Tags: #Bélico, Historia, Histórico

Kineas asintió mostrándose de acuerdo. El rey dijo:

—¿Dónde convocamos la reunión de nuestras fuerzas? ¿Dónde agrupamos a nuestro ejército?

Kineas se encogió de hombros.

—Tenemos que cubrir Olbia. Si Zoprionte toma Olbia, no tendréis ninguna alternativa.

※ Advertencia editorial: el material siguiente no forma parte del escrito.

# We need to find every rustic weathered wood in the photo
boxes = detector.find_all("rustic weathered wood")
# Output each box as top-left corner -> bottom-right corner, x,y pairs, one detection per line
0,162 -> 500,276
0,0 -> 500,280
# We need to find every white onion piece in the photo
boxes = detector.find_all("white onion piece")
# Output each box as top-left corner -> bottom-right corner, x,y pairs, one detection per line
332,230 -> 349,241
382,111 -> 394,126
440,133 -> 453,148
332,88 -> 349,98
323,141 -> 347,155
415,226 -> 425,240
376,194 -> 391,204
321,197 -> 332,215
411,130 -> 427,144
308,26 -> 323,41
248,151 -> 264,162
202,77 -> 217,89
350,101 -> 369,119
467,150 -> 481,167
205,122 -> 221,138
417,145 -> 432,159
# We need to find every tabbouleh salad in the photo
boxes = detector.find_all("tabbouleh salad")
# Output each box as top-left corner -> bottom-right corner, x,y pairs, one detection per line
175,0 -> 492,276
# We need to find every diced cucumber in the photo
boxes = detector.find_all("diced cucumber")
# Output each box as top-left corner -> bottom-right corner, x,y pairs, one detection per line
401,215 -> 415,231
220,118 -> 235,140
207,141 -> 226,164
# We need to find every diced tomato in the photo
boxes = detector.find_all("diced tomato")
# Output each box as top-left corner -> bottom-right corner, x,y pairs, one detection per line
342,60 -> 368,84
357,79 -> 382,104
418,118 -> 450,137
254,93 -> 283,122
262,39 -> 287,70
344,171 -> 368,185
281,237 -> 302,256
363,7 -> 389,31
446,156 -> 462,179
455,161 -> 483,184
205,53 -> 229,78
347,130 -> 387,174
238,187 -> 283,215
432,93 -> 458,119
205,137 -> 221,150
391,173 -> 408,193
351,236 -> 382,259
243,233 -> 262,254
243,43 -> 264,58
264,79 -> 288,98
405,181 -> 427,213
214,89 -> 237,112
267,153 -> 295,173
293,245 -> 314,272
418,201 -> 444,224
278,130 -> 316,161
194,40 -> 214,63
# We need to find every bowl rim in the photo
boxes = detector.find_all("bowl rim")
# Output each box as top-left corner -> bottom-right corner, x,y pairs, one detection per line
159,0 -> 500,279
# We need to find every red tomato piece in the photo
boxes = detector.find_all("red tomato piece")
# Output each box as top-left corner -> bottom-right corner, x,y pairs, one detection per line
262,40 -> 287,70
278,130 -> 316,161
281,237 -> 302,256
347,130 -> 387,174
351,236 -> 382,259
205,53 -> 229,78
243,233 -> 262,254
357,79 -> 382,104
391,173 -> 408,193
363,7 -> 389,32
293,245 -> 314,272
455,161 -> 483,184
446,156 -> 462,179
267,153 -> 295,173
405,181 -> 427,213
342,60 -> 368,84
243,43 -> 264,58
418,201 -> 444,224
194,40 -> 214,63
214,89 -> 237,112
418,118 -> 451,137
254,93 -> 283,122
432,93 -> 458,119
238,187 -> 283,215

Y si el arconte considera que no estáis dispuestos a protegerle, abandonará la alianza y se someterá; y se someterá en serio. —En su fuero interno, Kineas pensó que aun así el arconte tendría tentaciones de someterse—. Cuanto más cerca de Olbia esté el grueso del ejército, más fiable será vuestra alianza con las ciudades del Euxino.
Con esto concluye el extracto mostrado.